How To Increase Reading Comprehension In Multilingual Students

June 26, 2020

How To Increase Reading Comprehension In Multilingual Students

For many new readers, reading comprehension is one of the most important and often difficult skills to master to become a fluent independent reader. Students whose second language is English might find reading comprehension difficult and will struggle in other subject areas because of their comprehension level.

ELL students are no longer a minority in mainstream classrooms. In fact, ELL students make up about 20 percent of the U.S. public school student population. However, many teachers are not able to teach reading comprehension to cater to these students’ specific needs.

Parents with multilingual or English Language Learning (ELL) children might need to find how to increase reading comprehension in an unconventional way to supplement their reading curriculum.

How To Increase Reading Comprehension In Multilingual Students

What is reading comprehension?

Before knowing how to help your child with reading comprehension, you should become familiar with what reading comprehension actually means. Reading comprehension in the simplest terms is being able to understand what a text says.

Comprehension is the goal of most reading programs. Without comprehension, students are just identifying words but not actually absorbing the information within the text. If your child struggles with comprehension, they will likely struggle in school in the future since a huge part of learning is reading texts.

In order to master reading comprehension, your child will need to improve their skills in the six components of reading comprehension.

What are the five components of reading comprehension?

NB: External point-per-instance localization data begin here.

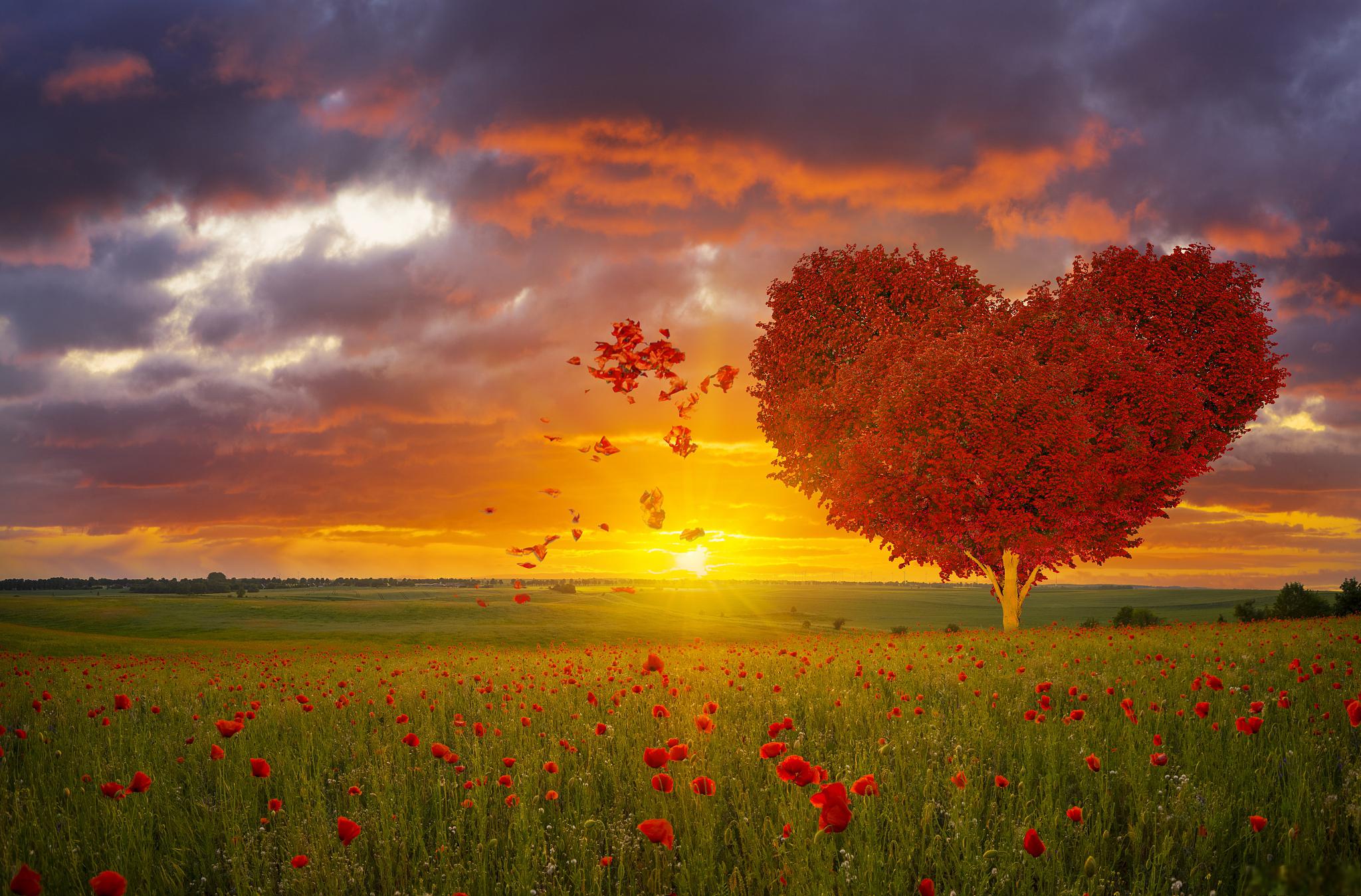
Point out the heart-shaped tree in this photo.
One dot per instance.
(924, 410)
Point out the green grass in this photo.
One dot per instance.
(205, 826)
(440, 616)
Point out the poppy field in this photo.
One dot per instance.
(1183, 759)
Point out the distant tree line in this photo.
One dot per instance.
(1296, 601)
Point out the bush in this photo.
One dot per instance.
(1140, 618)
(1349, 598)
(1296, 601)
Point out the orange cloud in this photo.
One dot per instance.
(94, 76)
(1083, 219)
(1270, 237)
(625, 176)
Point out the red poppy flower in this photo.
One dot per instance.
(772, 749)
(865, 786)
(659, 831)
(836, 810)
(26, 881)
(795, 770)
(346, 830)
(108, 884)
(226, 728)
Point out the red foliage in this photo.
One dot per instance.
(926, 411)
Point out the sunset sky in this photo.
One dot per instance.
(286, 287)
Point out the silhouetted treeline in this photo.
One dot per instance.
(1296, 601)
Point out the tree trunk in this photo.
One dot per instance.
(1009, 589)
(1010, 596)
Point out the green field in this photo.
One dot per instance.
(62, 623)
(352, 695)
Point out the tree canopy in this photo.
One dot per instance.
(924, 410)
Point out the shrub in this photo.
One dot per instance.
(1296, 601)
(1140, 618)
(1349, 598)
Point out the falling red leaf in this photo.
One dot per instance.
(631, 357)
(666, 395)
(651, 506)
(679, 441)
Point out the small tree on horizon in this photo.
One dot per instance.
(1349, 597)
(926, 411)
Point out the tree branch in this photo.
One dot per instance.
(1029, 584)
(987, 570)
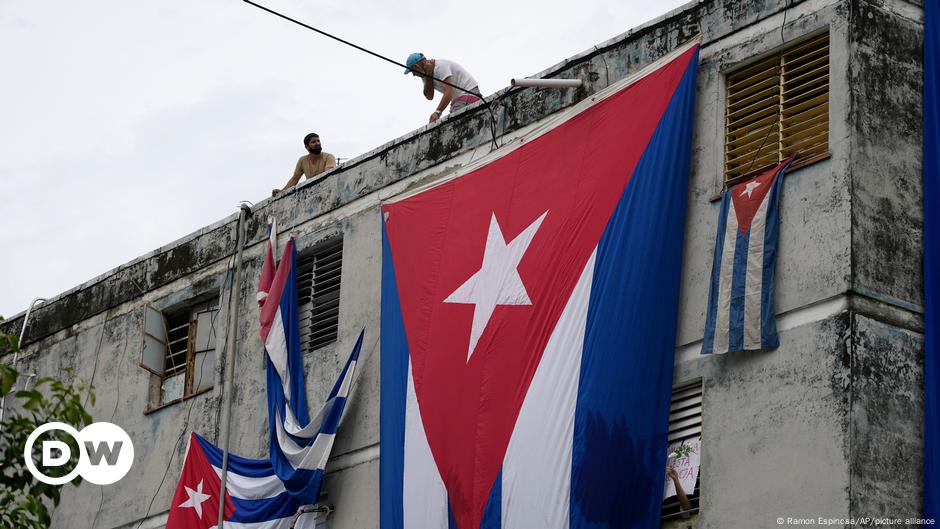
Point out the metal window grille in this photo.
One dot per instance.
(777, 107)
(318, 281)
(685, 422)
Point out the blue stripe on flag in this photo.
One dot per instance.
(394, 376)
(738, 284)
(619, 457)
(291, 321)
(493, 512)
(451, 521)
(768, 326)
(712, 310)
(254, 511)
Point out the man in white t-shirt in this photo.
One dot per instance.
(465, 93)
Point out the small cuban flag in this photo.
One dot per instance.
(740, 313)
(255, 498)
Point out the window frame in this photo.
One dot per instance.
(685, 398)
(319, 312)
(193, 312)
(753, 148)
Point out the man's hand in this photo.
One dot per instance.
(671, 472)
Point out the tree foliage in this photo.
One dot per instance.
(25, 501)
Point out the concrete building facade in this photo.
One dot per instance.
(827, 425)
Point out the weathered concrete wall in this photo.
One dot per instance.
(775, 434)
(887, 410)
(886, 83)
(793, 432)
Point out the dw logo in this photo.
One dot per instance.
(105, 453)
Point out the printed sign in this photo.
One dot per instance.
(683, 456)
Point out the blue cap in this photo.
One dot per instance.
(413, 59)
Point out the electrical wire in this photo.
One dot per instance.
(386, 59)
(776, 122)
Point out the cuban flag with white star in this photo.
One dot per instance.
(255, 497)
(529, 309)
(740, 312)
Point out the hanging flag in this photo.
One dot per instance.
(740, 313)
(529, 318)
(255, 497)
(300, 446)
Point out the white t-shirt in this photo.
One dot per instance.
(461, 77)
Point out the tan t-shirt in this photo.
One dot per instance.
(310, 165)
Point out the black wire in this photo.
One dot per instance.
(360, 48)
(386, 59)
(776, 122)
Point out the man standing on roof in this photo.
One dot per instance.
(310, 165)
(452, 73)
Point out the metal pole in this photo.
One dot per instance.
(230, 352)
(16, 353)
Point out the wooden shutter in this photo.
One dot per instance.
(777, 107)
(685, 422)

Reading comprehension is an important major reading skill that utilizes other skills in unison. The five components of reading comprehension are:

  1. Decoding – Decoding words on a page relies on phonemic awareness and vocabulary building. This is essentially identifying words immediately and being able to see the word and make a connection to its meaning or function in the sentence.
  2. Vocabulary – Since decoding is identifying words, it relies heavily on your child’s vocabulary knowledge. The more vocabulary they know the easier and quicker it is for them to decode. Vocabulary building often starts with sight words or the most common words in a language.
  3. Fluency – Once your child has built their vocabulary and decoding, they likely move on to fluency. Fluency is the pace at which your child is able to read. This relies heavily on how quickly your child can identify words or decode unfamiliar words. Fluency can take time for ELL students to master because they might need time to distinguish between their English vocabulary bank and their native language vocabulary bank.
  4. Sentence construction and cohesion – Although sentence construction might seem like a writing skill, writing and reading are closely related skills that often overlap with one another. Knowledge of sentence construction and cohesion can help your child comprehend the meaning of a whole sentence as opposed to just recognizing vocabulary words.
  5. Recalling information – A great way to check your child’s reading comprehension is to have them summarize the reading or retell the text in their own words. This shows that they are able to recall information from the text and fully understand what the author is trying to say.

How To Increase Reading Comprehension In Multilingual Students

How can I help my multilingual child with reading comprehension?

Here are some ways you can practice reading comprehension with your child:

  1. Read together – Reading with your child has many benefits such as creating a strong bond as well as gives your child a positive role model for reading. Listening to you read can help your child understand a story better, and you can check their understanding.
  2. Get in the kitchen – Another way to get your child to practice reading comprehension is to cook a new recipe with them. This also teaches them some life skills in cooking as well. You can have your child pick a meal they would like to cook and have them read the recipe as the two of you cook so that they are given some responsibility to read the directions correctly.
  3.  Learn something new – Find a new hobby or activity both you and your child would like to learn such as gardening or making some tie-dye shirts. Get the instructions and just like the cooking activity have your child read the instructions. Allow them to guide you in the activity so they are reading and have a sense of leadership and responsibility.
  4.  Movie night – For multilingual and ELL students, being able to practice several language skills at once can help them immensely. Reading a book and hearing the target language through media such as movies can help them practice language skills. You can choose a book that has been turned into a film then you can have a movie night to watch the movie version of the book. This will help your child with recalling information and activating their creativity.
  5.  Use a reading app – Another way for your multilingual child to practice several language skills at once is to use an interactive reading app. Readability is the perfect app to use for practice reading, listening, and speaking – three out of the four language skills! Readability has a large library of stories that your child can read and is constantly being updated with more original content. The app gives your child the option of having it read the stories to them or they can read the story aloud as the app listens to them. When they are reading aloud, the app will listen to them to give them feedback for improvement.

While multilingual children might have their own unique struggles with learning to read, many studies show that multilingual children end up doing very well in many different subject areas.

Using any of these activities can help your child to improve their reading comprehension, but if you want them to improve other language skills such as speaking and listening Readability is a great overall app for multilingual and ELL students to use. Once your child is able to master reading comprehension their learning in other areas will improve greatly.